IRA, COBRA, DCAP. When it comes to benefits, there is no shortage of acronyms.
As an employee, there’s one of these acronyms employees certainly should know about: FSA, short for Flexible Spending Account. Also sometimes referred to as a flexible spending arrangement, an FSA is an employer-sponsored account into which employees put money to pay for some out-of-pocket medical, vision and dental expenses. A key advantage is that you’re not required to pay taxes on FSA funds.
Unlike Health Savings Accounts (HSAs), which are tied to high-deductible health plans, FSAs can be offered along with any type of employer-sponsored group health plan except for those from the Health Insurance Marketplace.

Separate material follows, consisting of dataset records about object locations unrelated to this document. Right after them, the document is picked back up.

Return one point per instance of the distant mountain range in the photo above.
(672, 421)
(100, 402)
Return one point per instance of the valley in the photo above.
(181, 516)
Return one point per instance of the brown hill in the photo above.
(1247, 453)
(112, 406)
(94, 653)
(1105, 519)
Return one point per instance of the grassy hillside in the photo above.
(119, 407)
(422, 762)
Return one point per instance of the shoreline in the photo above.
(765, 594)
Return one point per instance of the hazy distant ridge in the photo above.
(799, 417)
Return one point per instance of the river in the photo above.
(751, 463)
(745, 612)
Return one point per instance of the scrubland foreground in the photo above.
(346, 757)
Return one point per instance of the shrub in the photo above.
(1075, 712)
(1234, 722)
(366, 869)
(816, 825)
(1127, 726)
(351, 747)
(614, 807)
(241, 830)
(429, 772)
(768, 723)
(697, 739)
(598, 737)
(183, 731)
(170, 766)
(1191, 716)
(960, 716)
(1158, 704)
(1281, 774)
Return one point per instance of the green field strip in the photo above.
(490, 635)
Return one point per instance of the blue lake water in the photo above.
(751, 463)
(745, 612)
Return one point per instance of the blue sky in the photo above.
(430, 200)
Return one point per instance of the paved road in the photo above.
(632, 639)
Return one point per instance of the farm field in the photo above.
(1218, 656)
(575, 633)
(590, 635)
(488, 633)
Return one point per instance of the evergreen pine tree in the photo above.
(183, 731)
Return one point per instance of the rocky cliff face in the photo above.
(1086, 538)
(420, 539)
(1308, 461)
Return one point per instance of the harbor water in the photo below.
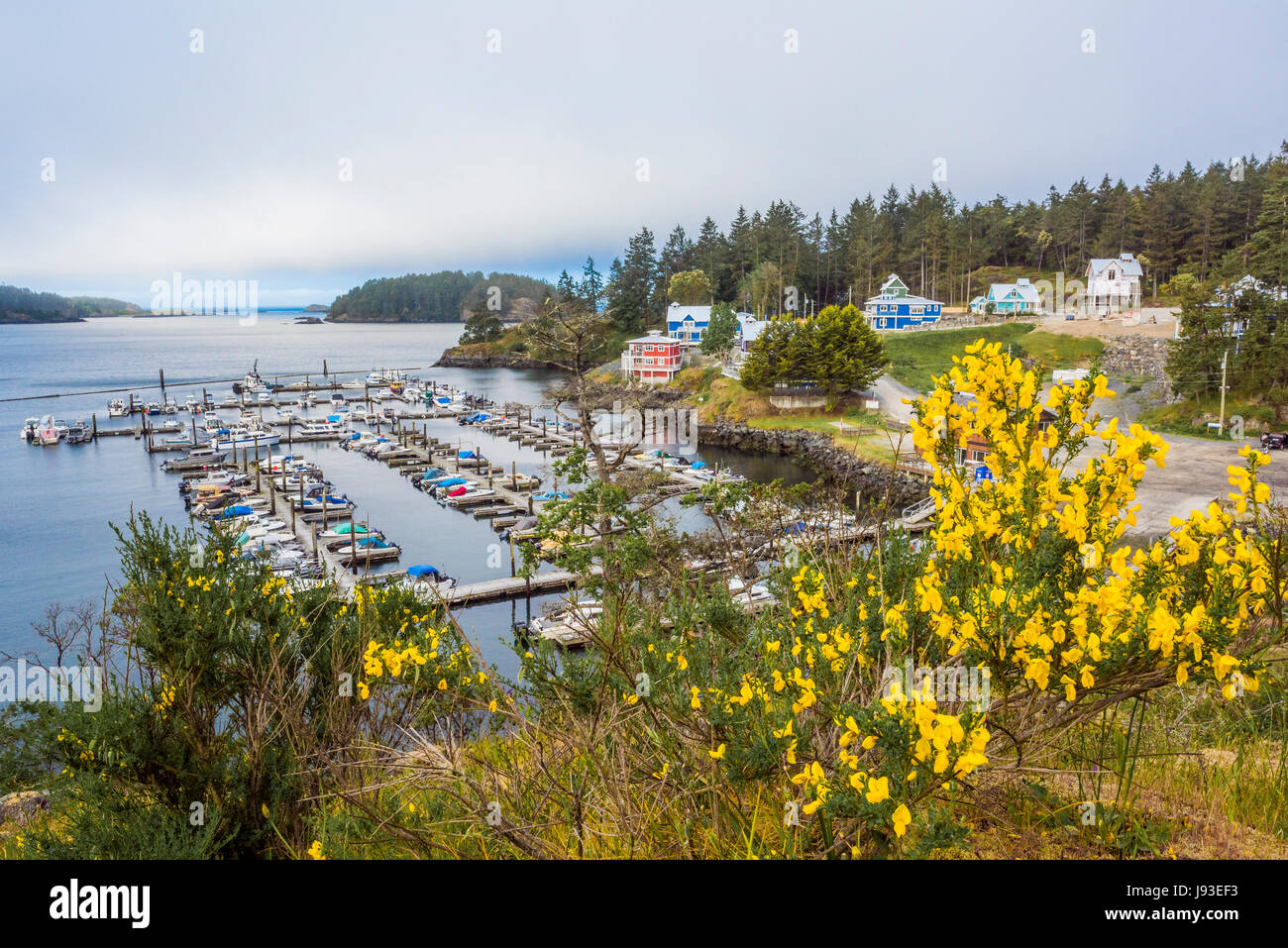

Employers can make contributions to your FSA and match your deposits up to $500 — but they are in no way required to do so.
In some cases, individuals with an HSA can select a limited-purpose FSA (LP-FSA). The difference? These accounts are only for use toward vision and dental expenses.
There is a limit to how much you can contribute to an FSA every year. As mentioned in our “FSAs, HSAs and HRAs in 2023: New Rules for the New Year” blog, the IRS has increased the contribution limit on FSAs for 2023. The inflation-adjusted amount will allow you to put more tax-free dollars toward qualified healthcare items.
Use-It-Or-Lose-It
There is a catch, though. If you don’t use the money you set aside in your FSA by the annual deadline set by your employer — the standard is December 31 of the year you make the contributions — you forfeit what’s left. Your employer gets to keep any unused funds to offset the costs of administering the program’s benefits during the plan year. Some employers divide the unused funds among employees enrolled in an FSA.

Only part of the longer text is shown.